Built for the Wrist, Ready for Smartglasses
Built for the Wrist, Ready for Smartglasses
We didn't start with the watch because it was easy. We started there because it forced us to get everything right.
When you build for a two-inch screen, you can't hide behind a cluttered UI. There's no room for menus, tabs, or onboarding flows. Every interaction has to work in seconds, through your voice, with a glance to confirm. That constraint shaped everything about Demi.
It also prepared us for what's coming next.
Demi on Apple smart glasses
We've built Demi for visionOS. When Apple's smart glasses arrive, Demi will be there.
The interaction model is the same one we've been refining on the watch. You speak. Demi acts. You see the result. No hands required, no phone to pull out, no app to open.
"Reschedule my 3 o'clock." A small confirmation floats in your peripheral vision. You nod or say yes. Done. You never broke stride.
"Order my usual from the coffee shop." Demi handles the browsing, the ordering, the payment. A quiet notification tells you it's ready for pickup.
"What's on my calendar for tomorrow?" The answer appears in your field of view for a few seconds, then it's gone. No screen to dismiss.
Why the watch came first
This is the part most people miss. Building for smart glasses isn't about spatial computing or 3D interfaces. It's about building an AI that works without a screen in your hand.
That's exactly what the watch taught us.
On the watch, Demi had to be useful in three seconds or less. It had to understand you from a short voice command. It had to handle complex tasks across calendars, email, websites, and smart home devices, then report back with just enough information. Not a wall of text. Not a loading screen. A clear, short answer.
Those are the same constraints glasses will demand. The form factor changes. The principles don't.

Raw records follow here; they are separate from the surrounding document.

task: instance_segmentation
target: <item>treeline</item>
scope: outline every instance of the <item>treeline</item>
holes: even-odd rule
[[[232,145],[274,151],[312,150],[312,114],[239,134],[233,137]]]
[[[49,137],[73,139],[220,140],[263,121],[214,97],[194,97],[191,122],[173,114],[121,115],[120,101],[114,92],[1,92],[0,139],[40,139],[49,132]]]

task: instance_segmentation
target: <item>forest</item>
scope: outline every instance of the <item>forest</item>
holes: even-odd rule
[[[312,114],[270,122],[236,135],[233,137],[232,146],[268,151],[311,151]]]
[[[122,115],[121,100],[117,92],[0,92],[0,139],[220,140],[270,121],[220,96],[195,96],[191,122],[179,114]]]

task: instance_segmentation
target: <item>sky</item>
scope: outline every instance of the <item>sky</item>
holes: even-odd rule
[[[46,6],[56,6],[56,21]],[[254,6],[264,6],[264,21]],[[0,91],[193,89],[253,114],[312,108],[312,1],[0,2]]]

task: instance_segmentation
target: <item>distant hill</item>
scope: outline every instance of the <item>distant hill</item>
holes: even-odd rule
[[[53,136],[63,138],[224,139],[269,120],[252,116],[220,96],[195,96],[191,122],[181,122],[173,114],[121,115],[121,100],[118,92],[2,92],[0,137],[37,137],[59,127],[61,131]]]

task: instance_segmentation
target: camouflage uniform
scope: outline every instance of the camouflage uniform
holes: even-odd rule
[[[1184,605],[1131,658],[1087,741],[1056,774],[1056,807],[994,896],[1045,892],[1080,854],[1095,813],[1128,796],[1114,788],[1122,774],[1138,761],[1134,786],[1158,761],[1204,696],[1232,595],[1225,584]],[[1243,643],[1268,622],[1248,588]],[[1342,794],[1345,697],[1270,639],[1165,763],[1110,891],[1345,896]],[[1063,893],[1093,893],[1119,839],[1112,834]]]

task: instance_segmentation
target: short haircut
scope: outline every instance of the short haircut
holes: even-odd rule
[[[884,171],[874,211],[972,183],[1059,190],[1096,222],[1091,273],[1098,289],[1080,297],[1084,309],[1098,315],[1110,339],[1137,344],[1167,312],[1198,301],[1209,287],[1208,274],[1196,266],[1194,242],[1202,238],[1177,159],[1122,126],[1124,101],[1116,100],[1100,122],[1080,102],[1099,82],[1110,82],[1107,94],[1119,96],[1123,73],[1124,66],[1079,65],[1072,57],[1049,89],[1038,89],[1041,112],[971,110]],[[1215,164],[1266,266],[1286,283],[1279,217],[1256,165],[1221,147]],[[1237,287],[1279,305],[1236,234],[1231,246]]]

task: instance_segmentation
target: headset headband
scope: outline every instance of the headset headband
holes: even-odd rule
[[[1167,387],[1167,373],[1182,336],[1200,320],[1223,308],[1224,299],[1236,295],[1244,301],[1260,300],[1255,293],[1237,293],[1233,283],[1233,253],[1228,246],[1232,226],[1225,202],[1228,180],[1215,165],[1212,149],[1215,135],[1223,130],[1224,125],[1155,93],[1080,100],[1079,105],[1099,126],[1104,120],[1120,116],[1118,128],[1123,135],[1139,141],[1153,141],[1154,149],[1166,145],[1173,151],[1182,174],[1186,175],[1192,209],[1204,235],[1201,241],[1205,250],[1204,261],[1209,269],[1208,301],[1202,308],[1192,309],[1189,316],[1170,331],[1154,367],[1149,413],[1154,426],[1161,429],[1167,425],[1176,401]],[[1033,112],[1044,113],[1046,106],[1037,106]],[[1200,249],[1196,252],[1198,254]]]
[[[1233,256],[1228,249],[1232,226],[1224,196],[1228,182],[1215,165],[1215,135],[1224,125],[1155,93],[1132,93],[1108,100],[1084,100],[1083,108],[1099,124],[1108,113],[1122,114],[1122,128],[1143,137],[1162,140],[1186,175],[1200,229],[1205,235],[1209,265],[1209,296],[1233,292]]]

Wearable AI is a different discipline
Most AI products start with a chat window on a big screen. They optimize for long conversations, rich formatting, and interactive back-and-forth. Then they try to squeeze that experience onto smaller devices.
We went the other direction. We built for the smallest, most constrained device first. Then we expanded outward.
Your phone gets the full Demi experience with the autonomous browser, approvals, and deeper context. Your watch gets fast, voice-first control. And your glasses will get the most natural interaction of all. Demi in your day without a device to reach for at all.
Each surface gets exactly the right experience for its form factor. Not a shrunken version of something built for a bigger screen.
What this means for you
You don't need to wait for smart glasses to use Demi. Everything we've built for the watch and iPhone works today. The same assistant, the same voice-first approach, the same philosophy.
When glasses arrive, you won't need to learn anything new. Demi already knows how to work without a screen in your hand. It's been doing that since day one.
We built for the wrist first because we knew where wearable computing was headed. Smartglasses are next. Demi is ready.